É hora de uma nova política Norte-Sul
Nueva Sociedad Novembro - Dezembro 2024
Em uma era multipolar, em que a hegemonia ocidental há muito deixou de existir, é imperativo adaptar a nova política Norte-Sul aos novos desafios. São necessárias novas parcerias entre o Norte global e o Sul global para promover a defesa dos direitos humanos, a luta contra a crise climática e a democratização da ordem internacional. O fortalecimento das relações entre a Alemanha e o Brasil pode desempenhar um papel-chave nesse contexto.

Em 2022, o mundo olhava fascinado para o Brasil e as eleições no maior país da América Latina, e a social-democracia alemã também estava acompanhando tudo de perto. Na minha visita a São Paulo, alguns meses antes, havia garantido o apoio do spd [Partido Social-Democrata da Alemanha] a Luiz Inácio Lula da Silva, candidato do pt [Partido dos Trabalhadores] à Presidência. A vitória apertada de Lula foi um sucesso importante, não apenas para o Brasil, mas também internacionalmente para a democracia, a cooperação internacional e a luta contra a crise climática. Sempre recorrendo às mesmas narrativas, a extrema direita quer destruir os pilares da democracia e impedir a cooperação internacional, contando com o apoio de redes transnacionais. É hora de fortalecer as parcerias existentes e criar novas, a fim de enfrentar os desafios comuns no mundo atual. Isso vale, sobretudo, para a cooperação entre o chamado Ocidente ou «Norte global» e o chamado «Sul global». As relações entre a Alemanha, o Brasil e a Europa podem desempenhar um papel-chave nesse contexto.

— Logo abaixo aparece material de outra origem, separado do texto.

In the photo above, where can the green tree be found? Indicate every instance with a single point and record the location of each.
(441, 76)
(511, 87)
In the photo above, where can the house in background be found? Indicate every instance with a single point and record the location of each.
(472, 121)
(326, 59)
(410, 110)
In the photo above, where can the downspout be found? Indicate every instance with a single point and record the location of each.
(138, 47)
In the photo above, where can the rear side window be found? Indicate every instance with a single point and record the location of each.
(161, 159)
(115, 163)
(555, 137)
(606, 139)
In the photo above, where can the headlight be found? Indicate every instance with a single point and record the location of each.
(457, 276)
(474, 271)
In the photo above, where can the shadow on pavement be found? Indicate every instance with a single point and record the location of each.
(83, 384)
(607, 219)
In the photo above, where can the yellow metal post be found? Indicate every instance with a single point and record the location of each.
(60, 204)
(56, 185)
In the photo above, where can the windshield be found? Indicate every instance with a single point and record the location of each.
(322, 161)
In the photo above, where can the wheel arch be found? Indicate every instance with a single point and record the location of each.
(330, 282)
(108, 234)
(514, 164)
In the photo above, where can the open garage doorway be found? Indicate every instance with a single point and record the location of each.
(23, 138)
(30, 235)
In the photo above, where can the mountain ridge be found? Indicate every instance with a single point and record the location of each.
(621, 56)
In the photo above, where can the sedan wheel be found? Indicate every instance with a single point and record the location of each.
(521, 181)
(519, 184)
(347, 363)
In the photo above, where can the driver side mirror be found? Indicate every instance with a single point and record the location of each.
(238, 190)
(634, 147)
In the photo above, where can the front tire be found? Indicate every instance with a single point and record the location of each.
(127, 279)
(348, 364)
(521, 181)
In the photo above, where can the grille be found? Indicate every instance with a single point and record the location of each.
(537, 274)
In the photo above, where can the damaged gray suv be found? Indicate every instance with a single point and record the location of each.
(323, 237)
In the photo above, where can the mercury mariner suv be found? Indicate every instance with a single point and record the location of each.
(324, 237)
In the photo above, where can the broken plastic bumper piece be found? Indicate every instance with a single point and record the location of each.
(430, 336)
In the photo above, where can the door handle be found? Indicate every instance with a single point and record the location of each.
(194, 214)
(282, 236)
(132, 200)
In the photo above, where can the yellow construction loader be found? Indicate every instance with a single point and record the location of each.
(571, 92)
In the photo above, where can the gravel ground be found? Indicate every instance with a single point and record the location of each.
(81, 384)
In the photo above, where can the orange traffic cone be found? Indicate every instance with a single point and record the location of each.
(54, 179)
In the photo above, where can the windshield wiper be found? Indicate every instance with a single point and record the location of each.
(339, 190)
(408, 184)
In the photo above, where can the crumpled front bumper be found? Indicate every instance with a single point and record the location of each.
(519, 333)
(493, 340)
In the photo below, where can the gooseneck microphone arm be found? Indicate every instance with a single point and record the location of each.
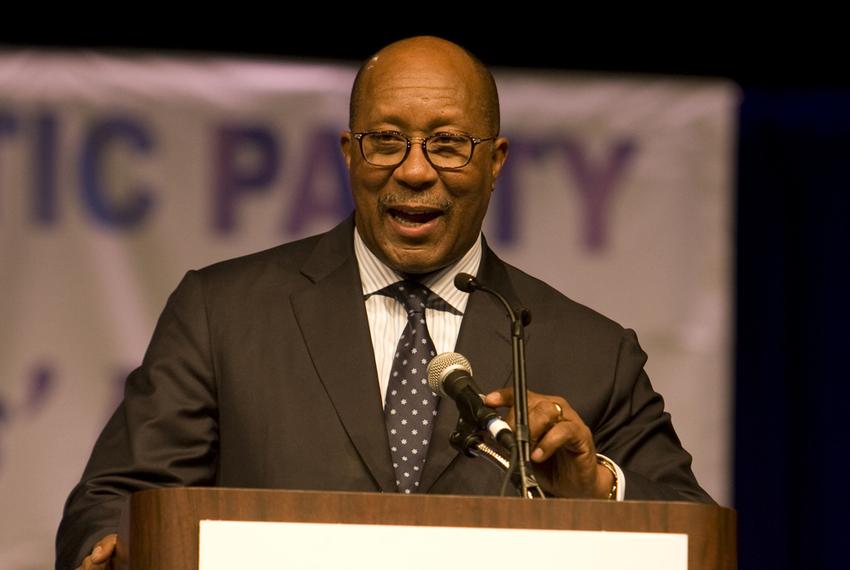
(467, 283)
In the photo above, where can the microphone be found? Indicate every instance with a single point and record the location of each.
(450, 374)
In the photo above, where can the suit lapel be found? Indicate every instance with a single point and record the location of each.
(332, 318)
(484, 340)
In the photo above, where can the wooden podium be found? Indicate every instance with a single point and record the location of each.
(160, 529)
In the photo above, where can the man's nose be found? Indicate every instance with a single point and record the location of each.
(416, 172)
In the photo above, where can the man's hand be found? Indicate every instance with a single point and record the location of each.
(561, 446)
(101, 555)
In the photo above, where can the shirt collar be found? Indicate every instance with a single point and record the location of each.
(375, 275)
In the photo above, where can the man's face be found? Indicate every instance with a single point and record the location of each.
(415, 218)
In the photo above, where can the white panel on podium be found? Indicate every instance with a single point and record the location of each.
(315, 546)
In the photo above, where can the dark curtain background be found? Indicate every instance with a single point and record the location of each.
(793, 284)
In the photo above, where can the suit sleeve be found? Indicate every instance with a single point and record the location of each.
(164, 432)
(638, 434)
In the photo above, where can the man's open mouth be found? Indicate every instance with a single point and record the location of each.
(413, 216)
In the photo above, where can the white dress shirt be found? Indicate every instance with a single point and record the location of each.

Sobrevivendo em um mundo globalizado
Já na década de 1970, Willy Brandt exigiu uma relação diferente e respeitosa do «Norte global» em relação ao «Sul global» e fortaleceu o diálogo entre partidos e governos no mundo todo. As resoluções apresentadas pela Comissão Norte-Sul, composta por 18 membros e chefiada por Willy Brandt, ainda soam visionárias mesmo nos dias de hoje. Constituem um guia para a sobrevivência comum em um mundo globalizado. O relatório exigia, por exemplo, uma maior integração dos países mais pobres na economia mundial e reformas das organizações internacionais. Além disso, lançava um alerta contra os impactos dos desafios globais como a crise climática, os movimentos de refugiados, a pobreza, a fome e a desigualdade. Muitas dessas crises estão mais acirradas hoje, e muitas das principais demandas de Willy Brandt ainda não foram implementadas. Em vez de tratar os países da África, da América Latina e da Ásia com ares de superioridade, ele os considerava seus parceiros centrais para solucionar os desafios comuns.

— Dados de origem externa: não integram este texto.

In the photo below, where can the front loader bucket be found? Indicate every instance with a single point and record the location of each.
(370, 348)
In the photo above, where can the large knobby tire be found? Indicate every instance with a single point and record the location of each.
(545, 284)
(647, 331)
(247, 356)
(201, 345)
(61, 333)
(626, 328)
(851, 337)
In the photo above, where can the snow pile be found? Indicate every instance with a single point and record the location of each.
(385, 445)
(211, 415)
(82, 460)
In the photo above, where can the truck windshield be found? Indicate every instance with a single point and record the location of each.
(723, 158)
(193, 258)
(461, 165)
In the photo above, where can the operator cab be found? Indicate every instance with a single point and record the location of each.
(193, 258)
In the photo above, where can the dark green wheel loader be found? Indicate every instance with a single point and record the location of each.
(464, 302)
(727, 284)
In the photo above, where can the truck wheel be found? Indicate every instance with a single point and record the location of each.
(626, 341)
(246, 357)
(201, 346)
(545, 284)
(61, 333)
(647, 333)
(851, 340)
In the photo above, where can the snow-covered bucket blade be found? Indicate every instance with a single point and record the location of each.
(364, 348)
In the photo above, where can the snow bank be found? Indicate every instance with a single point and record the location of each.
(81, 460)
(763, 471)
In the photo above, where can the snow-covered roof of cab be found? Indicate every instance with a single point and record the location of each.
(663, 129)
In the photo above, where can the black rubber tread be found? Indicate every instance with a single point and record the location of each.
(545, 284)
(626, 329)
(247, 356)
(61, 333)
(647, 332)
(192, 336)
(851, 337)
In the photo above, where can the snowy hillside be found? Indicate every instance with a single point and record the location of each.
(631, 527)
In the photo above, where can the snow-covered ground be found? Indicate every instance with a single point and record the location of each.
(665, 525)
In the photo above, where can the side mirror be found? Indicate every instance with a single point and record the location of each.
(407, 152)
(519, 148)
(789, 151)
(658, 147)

É preciso reconhecer que as promessas políticas e econômicas do modelo de desenvolvimento ocidental não se concretizaram, quando analisadas sob a perspectiva atual de muitos países do «Sul global». O período conhecido por muitos na Europa como tempo de fartura, paz e segurança representou, frequentemente, a continuação de crises e o agravamento das desigualdades econômicas e sociais para muitas regiões do «Sul global», o que inclui os ajustes econômicos estruturais, as intervenções militares e o uso de armas de pequeno calibre, que passaram a ficar disponíveis em grandes quantidades com o fim da Guerra Fria. Neste contexto, também deve ser mencionada uma política de endividamento que mantém muitos países em uma espiral decrescente da qual dificilmente conseguem sair sem esforços conjuntos ou novas abordagens.

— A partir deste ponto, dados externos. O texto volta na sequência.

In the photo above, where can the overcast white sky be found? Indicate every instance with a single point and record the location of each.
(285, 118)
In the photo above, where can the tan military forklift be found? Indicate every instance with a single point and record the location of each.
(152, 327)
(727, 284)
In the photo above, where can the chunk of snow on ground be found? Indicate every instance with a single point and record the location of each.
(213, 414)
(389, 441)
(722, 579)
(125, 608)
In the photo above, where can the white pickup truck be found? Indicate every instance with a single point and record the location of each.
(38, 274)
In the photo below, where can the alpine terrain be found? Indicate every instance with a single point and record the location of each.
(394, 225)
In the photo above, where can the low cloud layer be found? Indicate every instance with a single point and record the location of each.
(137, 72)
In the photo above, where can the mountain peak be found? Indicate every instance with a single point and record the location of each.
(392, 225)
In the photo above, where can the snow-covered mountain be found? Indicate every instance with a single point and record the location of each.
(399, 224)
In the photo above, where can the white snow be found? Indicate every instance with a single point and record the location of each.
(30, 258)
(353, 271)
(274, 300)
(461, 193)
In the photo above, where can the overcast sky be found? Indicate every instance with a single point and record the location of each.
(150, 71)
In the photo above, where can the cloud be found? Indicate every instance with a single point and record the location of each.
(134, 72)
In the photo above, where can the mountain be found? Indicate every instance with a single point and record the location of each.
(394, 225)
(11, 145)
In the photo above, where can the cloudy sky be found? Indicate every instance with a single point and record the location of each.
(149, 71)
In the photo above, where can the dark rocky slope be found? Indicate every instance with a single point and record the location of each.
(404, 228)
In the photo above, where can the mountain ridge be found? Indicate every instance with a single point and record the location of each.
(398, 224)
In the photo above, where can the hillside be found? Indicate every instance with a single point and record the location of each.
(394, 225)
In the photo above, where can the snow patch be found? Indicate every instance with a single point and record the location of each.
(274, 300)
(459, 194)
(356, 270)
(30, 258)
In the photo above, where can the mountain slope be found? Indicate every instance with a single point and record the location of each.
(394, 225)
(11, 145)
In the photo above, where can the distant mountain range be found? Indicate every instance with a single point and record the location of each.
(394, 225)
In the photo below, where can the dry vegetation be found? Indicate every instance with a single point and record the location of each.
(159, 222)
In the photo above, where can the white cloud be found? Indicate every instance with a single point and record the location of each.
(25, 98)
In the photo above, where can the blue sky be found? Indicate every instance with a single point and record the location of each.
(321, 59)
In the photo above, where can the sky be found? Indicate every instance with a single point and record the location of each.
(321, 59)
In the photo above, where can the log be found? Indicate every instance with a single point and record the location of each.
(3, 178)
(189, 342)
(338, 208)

Ordem mundial multipolar: uma promessa emancipatória
Willy Brandt impulsionou debates importantes. Porém, durante a era bipolar da Guerra Fria, as superpotências não tinham grande interesse em alterar as estruturas da ordem internacional. Após a queda da «Cortina de Ferro», as discussões sobre uma nova política Norte-Sul foram relegadas a um plano ainda mais secundário. Para muitos, era meramente uma questão de tempo até que só houvesse democracias liberais de mercado no mundo. Francis Fukuyama inclusive anunciou o fim da história. Que equívoco pretensioso.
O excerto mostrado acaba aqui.